The University of California announced today (Sept. 26) that it will commit more than $7 million annually to expand existing programs to increase faculty diversity as well as create new ones that help ensure students on all 10 UC campuses benefit from a faculty that better reflects California’s diversity.

UC President Janet Napolitano said that while the university has made significant progress in hiring and retaining faculty from underrepresented groups, including women, there was much more work to be done.

“We know that students’ academic performance and career aspirations are enhanced when faculty of similar backgrounds serve as role models,” Napolitano said from the UC Board of Regents meeting at UCLA. “Moreover, teaching, research, innovation and service thrive when all members of our community are welcomed and supported.
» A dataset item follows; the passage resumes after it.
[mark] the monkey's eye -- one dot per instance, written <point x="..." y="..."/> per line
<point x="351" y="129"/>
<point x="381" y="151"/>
That’s what we want at UC.”

Napolitano said the university will allocate a combined total of up to $7.1 million a year to support a range of programs that have been shown to improve faculty diversity — including those that strengthen the pipeline of graduate students who plan a career in academia — as well as new efforts based on best practices. Several such programs have shown strong results thanks to $2 million in state funding for each of the past three fiscal years.

“We project accelerated growth in the number of ladder-rank faculty who will join UC in the next decade, in large part to educate our growing student enrollment,” said UC Provost Michael Brown. “We need to seize this opportunity to make progress on the efforts to increase faculty diversity.”

In the past year, 44.1 percent of new ladder-rank hires were women and 17.1 percent were from underrepresented groups. The percentage of women faculty has increased steadily over time and women now account for one in three ladder-rank faculty. The gender and racial/ethnic makeup of faculty varies greatly by discipline, however. Both women and racial minorities are more heavily represented in the non-STEM disciplines.

The new and expanded faculty diversity programs will center on what Brown calls a sustained, ongoing approach that identifies and cultivates talent and offers instructional programs, services and incentives that recognize the ways underrepresented groups make decisions about whether to pursue faculty careers.

“Without this new funding, and the commitment of our campus chancellors and faculty, we might lose a generational opportunity to position UC as a leader in cultivating and mentoring the next generation of scholars and thinkers,” he said.

The provost and other UC leaders discussed the university’s faculty diversity efforts with regents during a meeting of the Academic and Student Affairs Committee that explored data contained in UC’s Annual Accountability Sub-Report on Diversity.